I am currently watching a lecture on Bloom filters, and the professor is doing a heuristic analysis of Bloom filters.

It's all based on the following assumption:

All \$h_{i}(x)\$'s are uniformly random and independent (across different \$i\$'s and \$x\$'s)

Setup:

• Bloom filter of length \$n\$ bits.
• Data set \$S\$ is inserted into the Bloom filters.

The professors claims that for each bit of array \$A\$, the probability that it has been set to 1 is (under above assumption, and after data set has been inserted): \$1 - (1 - 1/n)^{k|S|}\$, where \$k\$ is the number of hash functions.

I am trying to understand why that's the probability.

He explains that as each of the \$|S|\$ objects gets inserted (0 or 1), there are \$k\$ "darts" thrown uniformly at random and independent from each other thrown into the array, so that gives me the intuition of why \$k\$ is being multiplied by \$|S|\$. He then says the probability that a given "dart" is one of the \$n\$ bits is \$1/n\$. Since there are a total of \$k|S|\$ "darts" thrown at the end, it makes sense that after the whole set \$S\$ has been inserted, the probability that a given bit has been hit is \$(1/n)^{k|S|}\$, and the probability that it hasn't been hit is \$(1-1/n)^{k|S|}\$. But I don't understand why all that is being subtracted from \$1\$ at the end to end up being \$1 - (1 - 1/n)^{k|S|}\$, so clearly I'm missing something...
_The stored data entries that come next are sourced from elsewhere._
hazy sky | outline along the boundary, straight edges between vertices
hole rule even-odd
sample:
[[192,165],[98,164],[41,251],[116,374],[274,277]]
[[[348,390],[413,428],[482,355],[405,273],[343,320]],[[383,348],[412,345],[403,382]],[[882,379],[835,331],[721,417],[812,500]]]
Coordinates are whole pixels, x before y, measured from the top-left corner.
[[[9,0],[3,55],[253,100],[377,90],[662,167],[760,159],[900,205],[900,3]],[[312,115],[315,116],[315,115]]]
Can somebody explain this to me?

#### Answered By : Yuval Filmus

A bit is set to 1 if it has been hit. It has \$k|S|\$ chances of being hit, and each time it is hit with probability \$1/n\$. Using a union bound, the probability that a bit is hit is at most \$k|S|/n\$.
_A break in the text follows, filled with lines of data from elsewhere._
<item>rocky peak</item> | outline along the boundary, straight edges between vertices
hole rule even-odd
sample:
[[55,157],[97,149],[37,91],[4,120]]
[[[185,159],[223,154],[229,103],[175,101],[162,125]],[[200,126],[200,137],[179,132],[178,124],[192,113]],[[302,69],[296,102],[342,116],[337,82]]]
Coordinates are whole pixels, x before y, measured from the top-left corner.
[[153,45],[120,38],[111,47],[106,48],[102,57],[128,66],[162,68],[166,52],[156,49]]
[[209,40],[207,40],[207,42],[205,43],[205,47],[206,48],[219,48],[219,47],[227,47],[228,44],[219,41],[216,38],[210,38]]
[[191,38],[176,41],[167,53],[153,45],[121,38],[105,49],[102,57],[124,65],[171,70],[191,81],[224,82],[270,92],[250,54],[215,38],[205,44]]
We can improve on this bound by calculating instead the probability that a bit is 0, that is, that it is not hit. For a bit not to be hit, it has to be missed each time. Since it has \$k|S|\$ opportunities to be hit, and each time it is missed with probability \$1-1/n\$, in total a bit is missed with probability \$(1-1/n)^{k|S|}\$. Thus a bit is not missed with probability \$1-(1-1/n)^{k|S|}\$.